Kapitel 1

Ich kam zwanzig Minuten zu spät zu meinem Termin bei dem wilden Detektiv, weil ich zweimal an dem Haus vorbeifuhr. Am helllichten Tag, an einem breiten und flachen Morgen in einem Mietwagen mit GPS, das mich nur quasi im Stich ließ. Stärker ließ mich das Gefühl im Stich, das mich beim Anblick des Hauses überkam. Das Gefühl nämlich, dass dieses Haus fürs Dranvorbeifahren wie geschaffen war und dass mein Fuß deshalb das Bremspedal nicht fand. Weiß verputzt mit rotholzverkleideten Säulen und einem Terrakotta-Ziegeldach. Der erste Stock hatte einen Umlaufgang, den man über eine Treppe vom Parkplatz aus erreichte. Alle Fenster waren vergittert.

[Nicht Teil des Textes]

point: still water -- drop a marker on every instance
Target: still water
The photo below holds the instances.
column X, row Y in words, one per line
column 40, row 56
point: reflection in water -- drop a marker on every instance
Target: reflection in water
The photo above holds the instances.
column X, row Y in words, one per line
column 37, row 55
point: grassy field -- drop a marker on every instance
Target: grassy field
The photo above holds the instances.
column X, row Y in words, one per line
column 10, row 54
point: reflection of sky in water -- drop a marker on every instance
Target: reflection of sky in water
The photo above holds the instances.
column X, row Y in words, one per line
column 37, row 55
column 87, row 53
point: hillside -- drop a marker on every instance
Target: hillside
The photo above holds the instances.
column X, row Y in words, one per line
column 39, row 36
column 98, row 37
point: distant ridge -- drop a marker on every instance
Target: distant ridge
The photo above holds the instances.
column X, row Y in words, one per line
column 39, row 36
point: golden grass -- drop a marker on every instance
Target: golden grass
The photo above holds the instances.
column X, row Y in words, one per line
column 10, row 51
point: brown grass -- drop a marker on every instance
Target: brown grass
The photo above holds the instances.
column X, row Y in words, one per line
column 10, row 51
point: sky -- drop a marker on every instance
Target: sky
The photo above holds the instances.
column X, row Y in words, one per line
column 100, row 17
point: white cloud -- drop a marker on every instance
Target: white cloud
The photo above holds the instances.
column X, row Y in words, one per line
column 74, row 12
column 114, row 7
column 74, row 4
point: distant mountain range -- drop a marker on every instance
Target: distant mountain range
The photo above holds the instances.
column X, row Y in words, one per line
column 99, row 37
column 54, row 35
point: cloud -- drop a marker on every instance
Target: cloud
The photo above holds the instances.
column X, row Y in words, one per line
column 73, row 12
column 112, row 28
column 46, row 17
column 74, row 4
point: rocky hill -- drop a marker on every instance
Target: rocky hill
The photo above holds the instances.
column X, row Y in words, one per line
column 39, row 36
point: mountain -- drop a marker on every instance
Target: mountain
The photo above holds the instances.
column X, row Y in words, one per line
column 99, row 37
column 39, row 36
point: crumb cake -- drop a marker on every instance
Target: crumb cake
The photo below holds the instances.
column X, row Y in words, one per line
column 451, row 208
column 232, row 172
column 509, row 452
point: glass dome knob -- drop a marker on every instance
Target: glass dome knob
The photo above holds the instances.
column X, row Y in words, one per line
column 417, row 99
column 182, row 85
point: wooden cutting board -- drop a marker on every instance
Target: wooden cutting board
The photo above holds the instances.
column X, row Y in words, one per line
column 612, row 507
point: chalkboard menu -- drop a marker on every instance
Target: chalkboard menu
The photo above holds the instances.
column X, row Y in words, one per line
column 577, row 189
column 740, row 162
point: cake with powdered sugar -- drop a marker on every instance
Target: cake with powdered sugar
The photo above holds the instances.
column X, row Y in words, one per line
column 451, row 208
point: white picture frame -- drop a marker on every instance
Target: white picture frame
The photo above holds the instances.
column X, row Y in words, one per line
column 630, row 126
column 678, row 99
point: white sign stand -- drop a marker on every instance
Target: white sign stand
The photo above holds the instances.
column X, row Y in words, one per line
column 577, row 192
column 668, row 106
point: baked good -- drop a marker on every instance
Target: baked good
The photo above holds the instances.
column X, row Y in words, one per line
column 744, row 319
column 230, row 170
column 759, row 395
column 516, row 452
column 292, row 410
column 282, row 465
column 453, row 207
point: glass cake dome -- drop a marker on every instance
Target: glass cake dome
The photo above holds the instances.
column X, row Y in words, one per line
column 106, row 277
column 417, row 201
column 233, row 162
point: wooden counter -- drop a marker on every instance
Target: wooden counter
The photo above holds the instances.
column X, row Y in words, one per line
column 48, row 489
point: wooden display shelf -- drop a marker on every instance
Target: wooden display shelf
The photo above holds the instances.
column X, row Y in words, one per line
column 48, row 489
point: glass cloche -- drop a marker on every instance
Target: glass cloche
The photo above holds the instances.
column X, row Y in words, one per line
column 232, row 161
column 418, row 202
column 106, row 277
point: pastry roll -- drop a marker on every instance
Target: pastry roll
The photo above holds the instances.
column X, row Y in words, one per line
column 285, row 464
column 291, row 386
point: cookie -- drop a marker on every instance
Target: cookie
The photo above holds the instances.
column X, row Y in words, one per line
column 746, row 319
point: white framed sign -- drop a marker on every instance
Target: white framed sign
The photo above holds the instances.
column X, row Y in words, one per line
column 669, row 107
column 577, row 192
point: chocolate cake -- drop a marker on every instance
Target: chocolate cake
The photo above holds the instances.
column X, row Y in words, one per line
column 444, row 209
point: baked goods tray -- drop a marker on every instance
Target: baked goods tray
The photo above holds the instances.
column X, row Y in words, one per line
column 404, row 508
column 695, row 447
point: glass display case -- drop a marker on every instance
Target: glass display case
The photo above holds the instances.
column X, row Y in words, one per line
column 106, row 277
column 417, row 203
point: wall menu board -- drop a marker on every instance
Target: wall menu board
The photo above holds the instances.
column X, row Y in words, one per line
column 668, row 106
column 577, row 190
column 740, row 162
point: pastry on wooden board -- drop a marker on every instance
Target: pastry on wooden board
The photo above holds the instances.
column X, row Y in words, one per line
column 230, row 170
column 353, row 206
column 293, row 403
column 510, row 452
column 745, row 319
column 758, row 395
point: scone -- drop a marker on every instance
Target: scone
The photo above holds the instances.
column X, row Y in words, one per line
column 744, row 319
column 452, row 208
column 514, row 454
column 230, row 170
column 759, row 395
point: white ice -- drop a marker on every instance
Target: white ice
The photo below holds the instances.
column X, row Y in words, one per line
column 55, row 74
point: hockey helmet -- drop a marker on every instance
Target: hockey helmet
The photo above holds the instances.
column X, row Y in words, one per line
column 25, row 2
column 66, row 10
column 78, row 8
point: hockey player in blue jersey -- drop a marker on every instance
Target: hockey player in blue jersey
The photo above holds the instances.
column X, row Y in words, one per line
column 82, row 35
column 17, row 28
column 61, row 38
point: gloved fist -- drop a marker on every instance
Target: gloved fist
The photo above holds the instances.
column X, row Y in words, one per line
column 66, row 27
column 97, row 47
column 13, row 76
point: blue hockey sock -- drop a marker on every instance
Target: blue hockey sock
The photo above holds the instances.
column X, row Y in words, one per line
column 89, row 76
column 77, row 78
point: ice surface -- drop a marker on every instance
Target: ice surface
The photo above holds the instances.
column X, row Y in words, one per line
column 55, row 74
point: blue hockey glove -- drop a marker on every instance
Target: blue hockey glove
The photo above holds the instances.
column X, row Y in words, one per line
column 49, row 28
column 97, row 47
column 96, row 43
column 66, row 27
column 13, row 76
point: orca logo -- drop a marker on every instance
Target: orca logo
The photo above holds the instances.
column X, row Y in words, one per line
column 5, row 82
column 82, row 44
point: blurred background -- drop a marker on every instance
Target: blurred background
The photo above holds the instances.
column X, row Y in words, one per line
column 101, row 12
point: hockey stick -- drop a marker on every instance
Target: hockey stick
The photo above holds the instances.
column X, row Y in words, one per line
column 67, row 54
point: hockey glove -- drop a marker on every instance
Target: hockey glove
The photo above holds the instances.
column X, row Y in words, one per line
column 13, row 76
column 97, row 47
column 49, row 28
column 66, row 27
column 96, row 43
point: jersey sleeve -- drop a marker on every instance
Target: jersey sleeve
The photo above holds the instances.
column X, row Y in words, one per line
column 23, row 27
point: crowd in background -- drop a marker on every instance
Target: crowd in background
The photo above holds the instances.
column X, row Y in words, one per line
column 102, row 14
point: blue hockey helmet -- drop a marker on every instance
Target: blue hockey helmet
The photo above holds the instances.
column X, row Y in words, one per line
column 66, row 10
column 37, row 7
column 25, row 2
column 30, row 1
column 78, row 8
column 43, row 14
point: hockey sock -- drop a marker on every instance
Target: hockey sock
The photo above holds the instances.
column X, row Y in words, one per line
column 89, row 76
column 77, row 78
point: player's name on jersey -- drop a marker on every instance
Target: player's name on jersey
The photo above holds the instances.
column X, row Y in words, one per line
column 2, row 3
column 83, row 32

Die Beschilderung an den verschiedenen Türen bestand entweder aus billigem Plastik oder einfach vertikal bedruckten Schildern, die man durch Ösen an die Säulen genagelt hatte. Auf einem stand nur tattoos, auf einem anderen wellness. Oben krieger-sutra körperpiercing. Im Fenster der Wellness-Oase leuchtete vor zugezogenen Vorhängen ein rot-blauer Neonschriftzug open. Ich konnte mir denken, wofür Wellness hier stand. Es war neun Uhr, Samstagmorgen, der 14. Januar 2017. Oder zwanzig nach, weil ich wie gesagt zu spät kam. Irgendwie schien es ausgeschlossen, sich bei einem Termin mit egal wem in so einem Gebäude zu verspäten.

Wenn man hier verabredet war, war man durch den Boden des eigenen Lebens und aus der normalen Zeit herausgefallen. Ein Mensch wie ich hatte hier einfach nichts zu suchen.

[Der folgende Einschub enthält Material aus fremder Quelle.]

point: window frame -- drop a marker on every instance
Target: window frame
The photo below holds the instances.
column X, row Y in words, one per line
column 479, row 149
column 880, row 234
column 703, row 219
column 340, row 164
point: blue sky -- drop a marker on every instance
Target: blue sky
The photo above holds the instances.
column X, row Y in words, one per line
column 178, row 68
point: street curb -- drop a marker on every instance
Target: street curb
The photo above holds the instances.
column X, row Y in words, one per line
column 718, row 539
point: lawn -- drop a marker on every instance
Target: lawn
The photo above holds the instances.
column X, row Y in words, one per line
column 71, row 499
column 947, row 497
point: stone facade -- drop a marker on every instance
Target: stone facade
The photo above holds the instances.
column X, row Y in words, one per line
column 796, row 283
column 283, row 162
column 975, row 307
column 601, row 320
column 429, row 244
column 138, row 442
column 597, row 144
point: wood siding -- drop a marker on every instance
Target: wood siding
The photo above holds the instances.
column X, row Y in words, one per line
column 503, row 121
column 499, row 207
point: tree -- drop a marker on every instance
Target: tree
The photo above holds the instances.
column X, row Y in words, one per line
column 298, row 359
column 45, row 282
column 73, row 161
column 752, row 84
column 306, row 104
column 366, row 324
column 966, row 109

Nachdem ich mein Ziel verpasst hatte, fuhr ich noch ein Stück den Foothill Boulevard lang, bevor es mir aufging. Die Malls, Tankstellen und Kettenrestaurants machten den Eindruck eines einzigen, immerzu wiederholten Hintergrunds, vor dem ein Fred Feuerstein entlangfuhr. Raum wurde hier anders gedacht. Ich wendete und fuhr langsam zurück. Das Gebäude lag nicht direkt im Dunkeln – das ging in diesem Gleißen gar nicht. Aber es hatte eine warzige Dichte, die sich gegen das Gesehenwerden wehrte.

Auch die unmittelbare Umgebung war ein Problem. Hinter dem Parkplatz lag ein weit verstreuter Trailerpark. Rechts hinter Maschendrahtzaun eine Tundra aus Gruben und aufgeschütteten Kieshügeln, auf einem Grundstück so groß wie der Central Park. Vielleicht übertreibe ich. Ja. Halb so groß wie der Central Park. In diesem Brachland schien das Gebäude ein Fake zu sein. Es behauptete einen Kontext, wo es keinen geben konnte. Ich meine Menschen, die man sein oder kennen wollte. Die Kraft, die mich hatte vorbeifahren lassen, war mehr als unsympathisch. Das Gebäude wies einen auf geistige Scheuklappen hin. Wer hier seinen Wagen abstellte, war nicht der, für den er sich hielt. Vielleicht war ich das jetzt auch nicht.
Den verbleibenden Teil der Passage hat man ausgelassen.